As the battle between brick-and-mortar furniture retailers and online giants like Amazon wages on, retailers are now transitioning to zero inventory and putting excess inventory in an online shop.

This strategy, often referred to as an “endless aisle,” is being used by big-box and specialty retailers alike. Stores can reach digital shoppers using online storefronts to extend their offering as well as create customer relationships outside the physical store.

Whether it’s through in-store kiosks or on laptops in the comfort of their homes, consumers can access seemingly unlimited inventory through endless aisles. They’re able to access a larger assortment of SKUs and don’t have to worry about their favorite product being out of stock in their local store.

The best part of all for both sides? Furniture is shipped directly to customers’ doorsteps, and the retailer has a record of what they’ve ordered. With that data, the retailer can recommend additional items and continue to nurture their customer relationships.

Here’s how endless aisles benefit retailers with physical stores:

1. Associates get access to unlimited inventory

Unless your store offers special orders, sales associates have been limited to the inventory in store. With an endless aisle, associates and shoppers get access to furniture that’s always available regardless of the store’s size or location.

For example, a consumer walks into a store looking for a certain motion sofa. That sofa may not be physically in the store (because it’s impossible for stores to carry every style, color and size sofa), and the consumer may be ready to walk out to shop the competition to find it.

An endless aisle avoids potentially lost sales by allowing associates to show shoppers the items they want physically in the store and have it delivered quickly. Empowering associates with the right technology allows them to search unlimited inventory right in the store and make the right suggestion to their customer.

2. Connect with shoppers outside physical store

Many consumers forget to complete a transaction in-store, but still have a need to shop. When this happens, sales are often lost to competing stores. Like it or not, we’re at a point in retail where brand loyalty is extremely low, and price or convenience is playing an increasingly important role in purchase decisions.

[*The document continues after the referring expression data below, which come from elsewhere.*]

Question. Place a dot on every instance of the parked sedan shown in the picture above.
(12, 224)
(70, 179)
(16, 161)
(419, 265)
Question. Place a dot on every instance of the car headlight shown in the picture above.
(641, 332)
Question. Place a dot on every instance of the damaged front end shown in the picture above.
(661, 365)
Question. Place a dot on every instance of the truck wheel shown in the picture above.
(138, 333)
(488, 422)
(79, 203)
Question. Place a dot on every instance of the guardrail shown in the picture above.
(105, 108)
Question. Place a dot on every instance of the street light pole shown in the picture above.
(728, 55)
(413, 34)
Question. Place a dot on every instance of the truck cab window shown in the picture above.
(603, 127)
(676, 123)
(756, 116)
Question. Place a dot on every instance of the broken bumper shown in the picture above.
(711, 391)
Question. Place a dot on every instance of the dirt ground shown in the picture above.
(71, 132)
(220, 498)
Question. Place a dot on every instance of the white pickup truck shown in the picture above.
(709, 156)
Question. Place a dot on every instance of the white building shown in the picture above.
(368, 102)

When consumers know they can visit your store online or in a convenient way on their own schedule, they’re more likely to stay loyal to you and out of your competitors’ stores. This rings especially true when your endless aisle is easy to navigate, accessible via mobile devices and offers access to personalized service from stores and associates.

3. Leverage impulse shopping online

Impulse purchases such as accessories can create significant sales for retailers, but this strategy has mostly been used only in physical stores. This translates over into the digital realm in the form of an endless aisle.

When consumers browse a retailer’s website or associate storefront, they can see a wider selection of SKUs and might decide to add in a few smaller things.

Retailers can also strategically price items, so consumers have a greater chance of their cart nearing that magical number to receive free shipping or volume discounts.

It’s no secret that consumers are likely to add items they know they’ll need in the future just to avoid shipping fees.

There are a growing number of technology platforms to help retailers launch endless aisle programs. Customers log on, shop, even receive advice, customized offers and the kind of service they’re used to in-store, all from within the site. Leading retailers will use endless aisle purchases to deepen relationships with customers by connecting them with local stores and extending after-sale offers.

If brick-and-mortar furniture retailers are going to compete with online giants, endless aisles are an important competitive advantage to meet the expectations of omnichannel shoppers. By extending in-store experiences online with endless aisle, brick-and-mortar retailers can leverage their customer relationships to grow sales and empower associates.